次期以降、主軸の生命保険代理店業の収益向上に取り組むことに加えて、ストックビジネスの振興を図ることで、飛躍的な成長をもくろむ。
高収益を実現するシステムの自社開発
「インシュアテックのマネタイズでは、大きな成功を収めています」と自信を見せるのは、専務取締役の櫛引健氏だ。同社の圧倒的なアドバンテージは、保険選びサイト「保険市場」をゲートウェイとして、保険に関心の高い顕在顧客を集められるところにある。見込み客の発掘から始まる従来の保険販売スタイルとは、この時点で大きな違いがある。加えて、顧客管理システムをはじめとした自社開発のさまざまなシステムによって、顧客サービス向上と業務効率化を実現することにも大きな役割を果たしている。これにより全社で顧客情報を共有し、スピード感を持って顧客ニーズに合った保険商品を提案することで、契約率を高めている。
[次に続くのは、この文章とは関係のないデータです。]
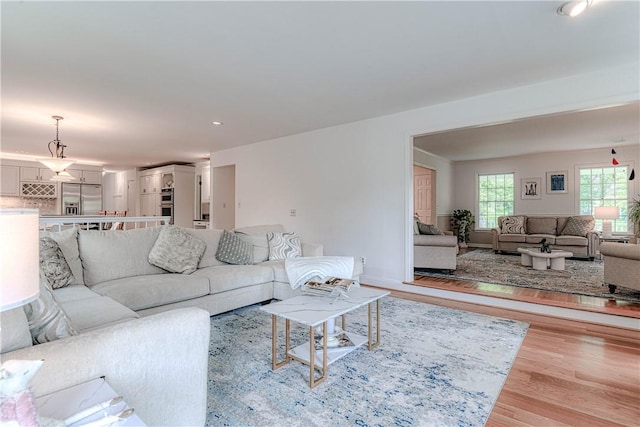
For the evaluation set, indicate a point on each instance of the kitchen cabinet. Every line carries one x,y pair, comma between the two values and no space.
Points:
150,184
9,180
28,173
206,184
84,176
178,181
150,204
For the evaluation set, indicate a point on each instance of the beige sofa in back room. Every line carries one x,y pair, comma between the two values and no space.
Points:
580,240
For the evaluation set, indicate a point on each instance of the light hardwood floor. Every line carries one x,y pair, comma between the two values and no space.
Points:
566,372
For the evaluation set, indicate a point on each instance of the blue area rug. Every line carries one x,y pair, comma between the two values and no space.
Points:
435,367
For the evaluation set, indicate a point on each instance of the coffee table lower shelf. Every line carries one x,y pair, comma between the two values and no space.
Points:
301,353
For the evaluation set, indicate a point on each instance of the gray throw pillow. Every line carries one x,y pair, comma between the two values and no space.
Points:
283,245
47,319
513,225
578,227
53,264
176,251
428,229
233,250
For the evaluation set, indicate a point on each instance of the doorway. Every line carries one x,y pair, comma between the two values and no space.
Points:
224,198
424,194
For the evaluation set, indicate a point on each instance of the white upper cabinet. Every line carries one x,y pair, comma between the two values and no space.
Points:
9,180
84,176
28,173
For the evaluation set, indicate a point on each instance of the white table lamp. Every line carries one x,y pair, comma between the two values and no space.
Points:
19,257
606,213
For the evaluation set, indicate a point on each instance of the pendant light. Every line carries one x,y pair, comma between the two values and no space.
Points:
58,161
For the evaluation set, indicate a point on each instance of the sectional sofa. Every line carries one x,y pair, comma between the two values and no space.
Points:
570,233
144,328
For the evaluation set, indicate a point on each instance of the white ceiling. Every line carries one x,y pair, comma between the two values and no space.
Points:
601,128
140,82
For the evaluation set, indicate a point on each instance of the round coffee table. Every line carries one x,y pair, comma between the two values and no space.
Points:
532,257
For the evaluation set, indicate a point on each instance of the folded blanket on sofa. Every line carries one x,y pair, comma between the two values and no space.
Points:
299,270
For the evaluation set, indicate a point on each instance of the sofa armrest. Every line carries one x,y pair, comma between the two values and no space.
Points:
312,249
620,250
495,236
593,243
159,364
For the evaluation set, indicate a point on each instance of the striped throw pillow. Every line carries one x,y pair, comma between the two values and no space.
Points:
283,245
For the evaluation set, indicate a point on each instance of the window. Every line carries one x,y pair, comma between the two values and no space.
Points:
605,186
496,197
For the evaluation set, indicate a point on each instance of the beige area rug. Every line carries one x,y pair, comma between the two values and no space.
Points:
581,277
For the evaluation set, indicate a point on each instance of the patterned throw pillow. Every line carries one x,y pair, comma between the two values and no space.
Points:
283,245
512,225
428,229
53,264
578,227
176,251
233,250
47,319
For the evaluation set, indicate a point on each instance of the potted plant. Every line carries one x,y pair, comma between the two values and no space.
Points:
461,222
634,217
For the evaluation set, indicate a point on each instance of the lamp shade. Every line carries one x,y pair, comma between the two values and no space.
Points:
19,257
607,212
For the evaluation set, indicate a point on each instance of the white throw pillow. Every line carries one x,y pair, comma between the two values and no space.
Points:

足元の高収益の一因も、オンライン面談システム「Dynamic OMO」や保険証券管理アプリ「folder」の活用により、生産性を飛躍的に高めたことにあるという。「『保険市場』や『folder』を介してお客様の情報をご登録いただけば、AIによる自動分析も活用して既契約の保障内容をスピーディーに分析でき、お客様にお申し込みいただくまでの平均面談時間や回数の減少につながります。またオンライン面談によって商談時間や訪問にかかる移動時間も短縮でき、場合によっては1日7件以上の商談も可能になりました。当社計算で、1時間当たりの生産性は平均10%以上も向上しました」と、総合企画本部長の岩井暁氏は語る。
同社のもう1つの強みは、社内に約110名のエンジニアを擁し、自社で使用するシステムを自ら開発しているところにある。しかもその開発体制は、まさにアジャイル開発そのものだ。代表取締役の濱田佳治氏自ら毎朝、IT開発部門で直接開発に携わるエンジニアたちとミーティングを実施。新しい開発のアイデアや既存システムの改善案を直接、開発部門に伝える。「いわば顧客からのオーダーはもちろん、開発の意義も直接聞けるわけですから、納得感を持って、かつ圧倒的なスピードで開発できます。さらに開発したシステムはすぐに使用され、改善点や要望が開発部門にフィードバックされます」と、IT統括本部長の横山欣二氏は説明する。
オンライン面談システム「Dynamic OMO」も、わずか半年で開発し、20年10月から運用を開始。その後も使用する営業担当者からの要望を日々聴き取り、ブラッシュアップし続けている。「最近、営業担当者の要望に応え、新たに美顔モード機能が追加されました」と明かした横山氏。こうした細かいニーズに応えられるのも、経営トップと開発部門、そして営業現場が密にコミュニケーションを取る開発環境だからこそといえる。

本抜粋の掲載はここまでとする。